Seven dead bodies were found on the boat, while an estimated 56 people are missing at sea and presumed dead, said International Organization for Migration spokesperson Safa Msehli. According to Senegal’s Ministry of Foreign Affairs, 38 survivors were rescued earlier in the week near Cabo Verde, about 385 miles off the coast of West Africa.
The Spanish migration advocacy group Walking Borders said the vessel was a large fishing boat, called a pirogue, which had left Senegal on July 10.
Families in Fass Boye, a seaside town 90 miles north of the capital, Dakar, had reached out to Walking Borders on July 20 after 10 days without hearing from loved ones on the boat, group founder Helena Maleno Garzón said.
Cheikh Awa Boye, president of the local fishermen’s association, said he has two nephews among the missing. “They wanted to go to Spain,” Boye said.

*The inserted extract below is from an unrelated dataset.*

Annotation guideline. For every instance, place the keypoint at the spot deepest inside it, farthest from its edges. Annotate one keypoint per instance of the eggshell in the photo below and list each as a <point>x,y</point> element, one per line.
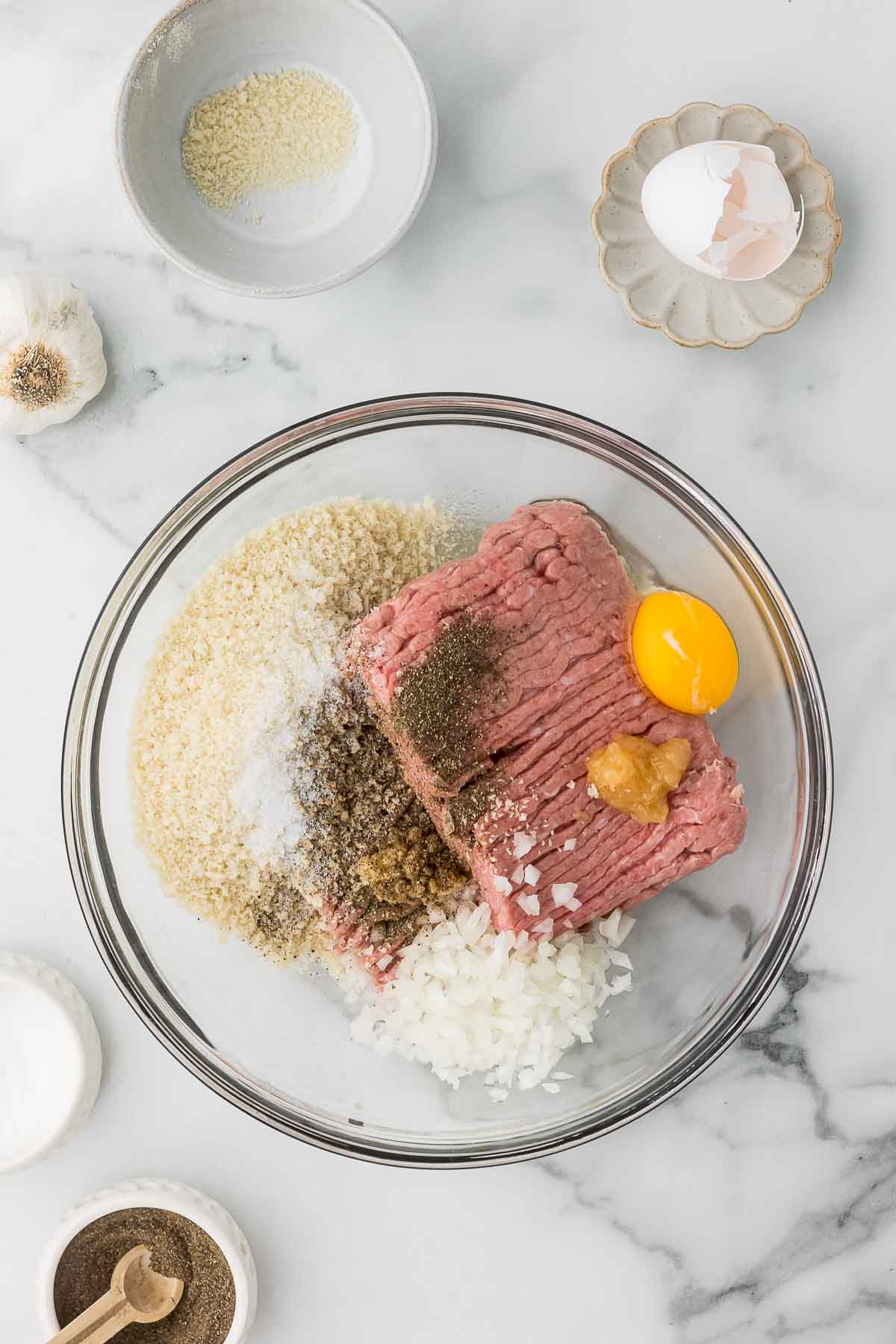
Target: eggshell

Spain’s Maritime Rescue Service confirmed that a Spanish fishing boat, the Zillarri, rescued 38 people and recovered seven bodies from a Senegalese pirogue Monday after spotting it adrift northeast of Cabo Verde. An executive with the tropical tuna fishing company Pevasa, which operates the Zillarri, said the survivors were asking for help and were in a “bad state.”
Migrants, mainly from sub-Saharan Africa, are undertaking perilous sea journeys to Europe in unprecedented numbers, sometimes with tragic results.
The route from West Africa to Spain is one of the world’s most dangerous, yet the number of migrants leaving from Senegal on rickety wooden boats has surged over the last year. The boats try to reach Spain’s Canary Islands, an archipelago off the northwest coast of Africa that has been used as a stepping stone to Continental Europe.
Nearly 1,000 migrants died while trying to reach Spain by sea in the first six months of 2023, Walking Borders says. Worsening youth unemployment, political unrest, violence by armed groups and climate change push migrants across West Africa to risk their lives on overcrowded boats.
Nearly 10,000 people have reached the Canary Islands by sea from the northwest coast of Africa so far this year, according to Spanish Interior Ministry figures.
On Aug. 7, Morocco’s navy recovered the bodies of five Senegalese migrants and rescued 189 others after their boat capsized off the coast of Western Sahara.
In 2021, an Associated Press investigation found that at least seven migrant boats from northwest Africa got lost in the Atlantic and were found drifting across the Caribbean and even in Brazil, carrying only lifeless bodies.